Iwan IV. betrachtet Pelze Doch das Eintreffen dieser Verstärkungen bedeutete nur einen kurzen Aufschub. Oft gerieten kleinere Trupps beim Eintreiben der Tribute in Hinterhalte und wurden niedergemacht. Iwan Kolzo, der mit 40 Kosaken einem verbündeten Stamm zur Hilfe eilen sollte, wurde von diesem ermordet. Im Winter lichteten Fieber und Skorbut die Reihen. Mehrmals ließ Jermak gefasste Deserteure im Fluss ertränken. Bald waren von der alten Truppe nur noch 150 Mann am Leben. Schließlich wurde Jermak selbst bei einem Streifzug überfallen. Es gelang ihm zwar, sich bis zum Irtysch durchzuschlagen, da seine Rüstung Pfeile und Schwerthiebe abhielt; als er aber versuchte schwimmend das andere Ufer zu erreichen, wurde er von seiner Rüstung unter Wasser gezogen und ertrank.

Nach seinem Tod räumten die letzten Kosaken Sibir und machten sich auf den langen Heimweg. Aber die Eroberung Sibiriens war nicht mehr aufzuhalten. Der Zar schickte immer neue Kontingente über den Ural.
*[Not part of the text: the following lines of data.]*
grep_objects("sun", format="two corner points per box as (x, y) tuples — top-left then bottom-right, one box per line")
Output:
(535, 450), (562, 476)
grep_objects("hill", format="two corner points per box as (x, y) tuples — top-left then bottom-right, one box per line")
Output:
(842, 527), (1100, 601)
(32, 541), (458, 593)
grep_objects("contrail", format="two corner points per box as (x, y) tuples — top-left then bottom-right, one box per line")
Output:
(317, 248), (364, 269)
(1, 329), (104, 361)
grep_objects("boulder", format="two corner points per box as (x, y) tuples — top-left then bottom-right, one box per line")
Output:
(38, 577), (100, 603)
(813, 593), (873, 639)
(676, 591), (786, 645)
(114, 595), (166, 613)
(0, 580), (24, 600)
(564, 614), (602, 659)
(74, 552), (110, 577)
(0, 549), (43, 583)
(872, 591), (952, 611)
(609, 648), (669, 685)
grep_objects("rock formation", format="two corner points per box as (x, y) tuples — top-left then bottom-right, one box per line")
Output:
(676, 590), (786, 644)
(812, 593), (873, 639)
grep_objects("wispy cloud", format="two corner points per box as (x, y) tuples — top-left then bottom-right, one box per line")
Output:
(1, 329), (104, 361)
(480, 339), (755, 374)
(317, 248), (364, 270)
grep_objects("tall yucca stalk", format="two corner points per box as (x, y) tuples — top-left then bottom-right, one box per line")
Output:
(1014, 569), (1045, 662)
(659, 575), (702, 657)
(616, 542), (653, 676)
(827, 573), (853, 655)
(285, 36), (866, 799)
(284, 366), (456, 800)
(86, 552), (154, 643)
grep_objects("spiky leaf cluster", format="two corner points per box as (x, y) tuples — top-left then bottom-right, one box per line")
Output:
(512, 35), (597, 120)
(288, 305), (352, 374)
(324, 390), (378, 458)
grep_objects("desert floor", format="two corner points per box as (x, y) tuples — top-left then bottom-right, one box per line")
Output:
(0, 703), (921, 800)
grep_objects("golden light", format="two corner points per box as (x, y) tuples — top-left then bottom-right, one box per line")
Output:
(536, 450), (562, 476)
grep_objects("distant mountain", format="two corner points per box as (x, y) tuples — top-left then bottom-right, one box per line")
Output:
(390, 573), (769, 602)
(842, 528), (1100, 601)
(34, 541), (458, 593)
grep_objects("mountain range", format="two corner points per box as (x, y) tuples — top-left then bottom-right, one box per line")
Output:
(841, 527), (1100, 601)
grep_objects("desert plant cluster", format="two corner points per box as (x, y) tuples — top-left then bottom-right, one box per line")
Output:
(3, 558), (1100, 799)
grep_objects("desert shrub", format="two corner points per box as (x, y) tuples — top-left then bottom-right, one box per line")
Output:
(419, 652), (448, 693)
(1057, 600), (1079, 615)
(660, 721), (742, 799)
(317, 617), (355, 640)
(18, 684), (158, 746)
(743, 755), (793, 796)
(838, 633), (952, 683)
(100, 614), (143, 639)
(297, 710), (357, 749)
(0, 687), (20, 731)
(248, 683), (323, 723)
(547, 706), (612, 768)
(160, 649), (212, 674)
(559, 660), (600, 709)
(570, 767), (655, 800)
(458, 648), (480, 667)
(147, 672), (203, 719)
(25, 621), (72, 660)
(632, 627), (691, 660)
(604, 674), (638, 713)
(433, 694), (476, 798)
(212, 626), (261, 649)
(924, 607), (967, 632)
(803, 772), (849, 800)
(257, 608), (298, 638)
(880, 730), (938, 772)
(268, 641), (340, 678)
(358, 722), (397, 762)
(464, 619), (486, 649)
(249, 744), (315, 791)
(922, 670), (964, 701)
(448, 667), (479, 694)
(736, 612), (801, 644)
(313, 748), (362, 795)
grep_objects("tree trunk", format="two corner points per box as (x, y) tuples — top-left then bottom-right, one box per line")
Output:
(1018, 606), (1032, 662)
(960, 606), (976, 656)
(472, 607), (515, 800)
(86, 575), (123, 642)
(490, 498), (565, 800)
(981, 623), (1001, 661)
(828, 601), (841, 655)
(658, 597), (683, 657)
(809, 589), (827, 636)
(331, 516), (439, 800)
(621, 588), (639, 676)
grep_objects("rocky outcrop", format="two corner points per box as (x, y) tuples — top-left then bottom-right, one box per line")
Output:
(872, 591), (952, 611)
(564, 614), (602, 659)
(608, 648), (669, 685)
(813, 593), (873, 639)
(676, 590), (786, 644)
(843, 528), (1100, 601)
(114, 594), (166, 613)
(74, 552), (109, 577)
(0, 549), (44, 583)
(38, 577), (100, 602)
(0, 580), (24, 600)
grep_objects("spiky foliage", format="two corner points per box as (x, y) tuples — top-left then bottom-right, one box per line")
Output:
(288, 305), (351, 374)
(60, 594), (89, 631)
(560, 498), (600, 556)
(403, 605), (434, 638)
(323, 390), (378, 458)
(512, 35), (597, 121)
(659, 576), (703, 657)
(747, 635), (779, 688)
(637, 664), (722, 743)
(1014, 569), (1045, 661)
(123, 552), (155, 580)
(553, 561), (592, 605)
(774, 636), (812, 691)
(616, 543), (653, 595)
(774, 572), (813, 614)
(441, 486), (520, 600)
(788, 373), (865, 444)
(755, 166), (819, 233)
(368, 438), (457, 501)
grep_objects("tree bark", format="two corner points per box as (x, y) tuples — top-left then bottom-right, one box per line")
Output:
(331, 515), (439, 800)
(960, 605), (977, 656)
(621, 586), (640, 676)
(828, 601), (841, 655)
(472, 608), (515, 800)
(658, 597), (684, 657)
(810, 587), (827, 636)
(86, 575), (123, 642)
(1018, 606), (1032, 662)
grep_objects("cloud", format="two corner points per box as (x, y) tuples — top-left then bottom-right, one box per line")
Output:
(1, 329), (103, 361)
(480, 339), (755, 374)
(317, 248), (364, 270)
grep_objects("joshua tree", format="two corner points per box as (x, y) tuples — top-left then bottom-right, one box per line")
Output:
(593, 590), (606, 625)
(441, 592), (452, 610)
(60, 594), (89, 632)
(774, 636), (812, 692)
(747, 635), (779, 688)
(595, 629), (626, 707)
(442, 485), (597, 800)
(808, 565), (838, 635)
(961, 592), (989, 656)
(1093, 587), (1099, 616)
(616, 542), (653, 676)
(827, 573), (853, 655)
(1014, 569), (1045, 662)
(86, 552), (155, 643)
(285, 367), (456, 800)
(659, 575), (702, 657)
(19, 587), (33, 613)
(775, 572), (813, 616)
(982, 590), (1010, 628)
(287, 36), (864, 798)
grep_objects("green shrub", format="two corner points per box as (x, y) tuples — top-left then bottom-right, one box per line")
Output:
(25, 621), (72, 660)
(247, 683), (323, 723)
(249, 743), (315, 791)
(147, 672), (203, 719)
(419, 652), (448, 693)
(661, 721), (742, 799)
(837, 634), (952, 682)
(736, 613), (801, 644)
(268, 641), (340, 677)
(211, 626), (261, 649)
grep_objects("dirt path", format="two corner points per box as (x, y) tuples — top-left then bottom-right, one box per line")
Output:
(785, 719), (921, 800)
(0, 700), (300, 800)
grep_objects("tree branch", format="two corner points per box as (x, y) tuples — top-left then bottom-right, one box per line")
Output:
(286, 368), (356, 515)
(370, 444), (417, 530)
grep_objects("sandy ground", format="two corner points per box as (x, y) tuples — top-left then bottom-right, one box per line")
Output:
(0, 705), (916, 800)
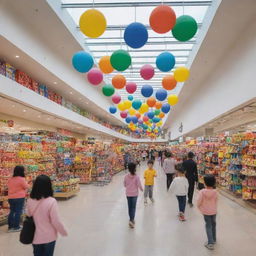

In der Nähe von Sibir entstand die Festung Tobolsk. Vom weiteren Schicksal der fremden Söldner ist nichts bekannt. Einige der wenigen Überlebenden werden in Moskau ihre Pelze verkauft und vertrunken haben, um dann wieder in Kriegsdienst zu treten, andere ließen sich vielleicht mit den Kosaken in Tobolsk als Steuereintreiber und Pelzhändler nieder. Für Nachschub wurde jedenfalls gesorgt. Denn nach Sibirien schickte man nicht nur russische Sträflinge und Verbannte, sondern auch immer wieder gefangene Söldner.